Microsoft Quietly Responded after Secret Database Hack in 2013

According to five former employees of the software firm, the secret internal database of Microsoft Corp designed for tracking bugs and errors in its own software was compromised. More than four years ago, a sophisticated hacking group broke into the corporate database, which is the second known breach of its kind. The extent of the attack was not disclosed by the company to its customers or the public after they had discovered it in 2013, but the five employees described it in detail. There were descriptions of unfixed and critical vulnerabilities in the database that pertained to some of the most widely used software in the world like the Windows operating system.

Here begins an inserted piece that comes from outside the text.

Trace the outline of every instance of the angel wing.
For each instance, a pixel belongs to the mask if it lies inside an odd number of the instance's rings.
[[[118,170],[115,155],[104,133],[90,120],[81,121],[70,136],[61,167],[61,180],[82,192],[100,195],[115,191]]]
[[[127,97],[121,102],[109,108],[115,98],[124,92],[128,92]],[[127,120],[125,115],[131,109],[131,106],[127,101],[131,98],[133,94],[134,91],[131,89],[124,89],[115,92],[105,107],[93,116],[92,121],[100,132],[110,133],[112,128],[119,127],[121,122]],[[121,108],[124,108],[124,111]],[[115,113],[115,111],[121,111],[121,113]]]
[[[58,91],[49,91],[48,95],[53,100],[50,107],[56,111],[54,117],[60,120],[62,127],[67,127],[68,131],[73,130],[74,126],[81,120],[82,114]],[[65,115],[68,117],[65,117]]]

Such information is coveted by spies for governments all over the world because it enables them to make tools for conducting electronic break-ins. The former employees said that within months of the hack, Microsoft fixed the flaws in their software. Yet, the US officials informed of this hack were alarmed because the data could have been used by hackers at that time for mounting attacks elsewhere, which would have provided them access to corporate and government networks. At that time, the US deputy assistant secretary of defense for cyber was Eric Rosenbach.

He said that hackers accessing that information would have a key to hundreds of millions of computers all over the world. After a wave of damaging attacks and breaches, companies of all kinds have now increased their efforts to locate and fix bugs that exist in their software. A number of companies including Microsoft pay hackers and security researchers ‘bounties’ for providing them information about any flaws in their system. This increases the flow of data related to bugs and makes the effort of securing material quite urgent. Microsoft didn’t discuss the incident and only said that their security teams are constantly working to analyze any possible cyber threats to take necessary actions for protecting customers.

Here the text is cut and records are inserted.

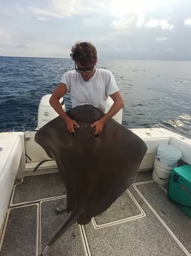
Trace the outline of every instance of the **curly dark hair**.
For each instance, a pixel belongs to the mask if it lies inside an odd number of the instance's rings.
[[[84,67],[96,65],[97,50],[90,42],[77,42],[72,47],[71,51],[70,56],[75,62],[79,62]]]

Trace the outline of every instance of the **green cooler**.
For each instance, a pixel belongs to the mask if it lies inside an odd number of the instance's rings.
[[[169,183],[168,197],[191,217],[191,165],[174,168]]]

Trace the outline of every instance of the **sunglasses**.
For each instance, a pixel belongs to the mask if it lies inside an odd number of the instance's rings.
[[[84,69],[81,68],[78,68],[76,65],[76,63],[75,63],[75,69],[78,73],[82,73],[83,72],[90,73],[93,72],[93,68],[87,68],[87,69]]]

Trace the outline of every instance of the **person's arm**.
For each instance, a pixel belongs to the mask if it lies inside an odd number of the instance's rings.
[[[100,134],[103,130],[105,122],[115,116],[115,114],[124,107],[124,100],[119,91],[110,95],[110,96],[113,100],[113,104],[112,105],[111,108],[102,118],[98,121],[96,121],[93,125],[91,125],[91,127],[94,127],[96,128],[96,135]]]
[[[68,131],[70,133],[74,133],[74,126],[79,127],[79,125],[67,115],[59,101],[59,99],[66,94],[67,91],[66,85],[60,82],[54,90],[49,102],[56,112],[57,112],[58,115],[66,122]]]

The five ex-employees of the software giant stated that after the company had discovered the attack, it had taken a look at the breaches happening in other organizations and had found no evidence to indicate that information stolen from them had been used in those incidents. Two existing employees of the firm said that this assessment is accurate, but three of the former ones have said that minimal data was studied for reaching this conclusion. After the breach, Microsoft had tightened up its security as the database had been walled off from the corporate network.

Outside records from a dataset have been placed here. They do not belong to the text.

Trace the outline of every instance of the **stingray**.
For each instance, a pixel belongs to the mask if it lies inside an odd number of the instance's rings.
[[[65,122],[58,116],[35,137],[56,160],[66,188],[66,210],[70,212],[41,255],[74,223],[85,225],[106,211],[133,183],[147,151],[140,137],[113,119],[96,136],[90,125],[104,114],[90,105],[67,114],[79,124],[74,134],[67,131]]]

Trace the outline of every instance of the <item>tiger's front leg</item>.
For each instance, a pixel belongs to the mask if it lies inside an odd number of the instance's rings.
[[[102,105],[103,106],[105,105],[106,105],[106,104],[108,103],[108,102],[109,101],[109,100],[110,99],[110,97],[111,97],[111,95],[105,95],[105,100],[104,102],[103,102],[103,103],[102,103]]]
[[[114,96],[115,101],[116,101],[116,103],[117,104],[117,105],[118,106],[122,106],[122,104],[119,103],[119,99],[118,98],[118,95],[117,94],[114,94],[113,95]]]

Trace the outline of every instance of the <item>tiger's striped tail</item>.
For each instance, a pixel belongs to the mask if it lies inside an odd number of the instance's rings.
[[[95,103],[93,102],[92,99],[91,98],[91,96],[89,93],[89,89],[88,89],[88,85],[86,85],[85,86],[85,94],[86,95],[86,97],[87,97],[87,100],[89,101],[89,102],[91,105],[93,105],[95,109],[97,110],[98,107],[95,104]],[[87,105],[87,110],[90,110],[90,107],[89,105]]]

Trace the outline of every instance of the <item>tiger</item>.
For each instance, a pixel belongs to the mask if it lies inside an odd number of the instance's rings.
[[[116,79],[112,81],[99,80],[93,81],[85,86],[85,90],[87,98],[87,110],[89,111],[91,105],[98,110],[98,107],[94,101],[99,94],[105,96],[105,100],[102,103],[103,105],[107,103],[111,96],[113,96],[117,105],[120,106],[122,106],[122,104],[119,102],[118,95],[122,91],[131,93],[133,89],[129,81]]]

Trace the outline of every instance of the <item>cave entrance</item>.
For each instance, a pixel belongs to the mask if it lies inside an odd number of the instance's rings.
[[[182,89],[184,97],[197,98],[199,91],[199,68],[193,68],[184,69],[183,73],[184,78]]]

In addition, two authentications had been made necessary for gaining access. This year, the matter of the danger posed by information on security invulnerabilities in software has been publicly debated. This was because a stockpile of hacking tools were stolen from the National Security Agency, which were then published and used for carrying out the ‘Wanna Cry’ attacks against UK facilities and hospitals. Only one breach has been disclosed as far as a big data of a software firm is concerned and that was in 2015 by the Mozilla Foundation, creator of the Firefox web browser.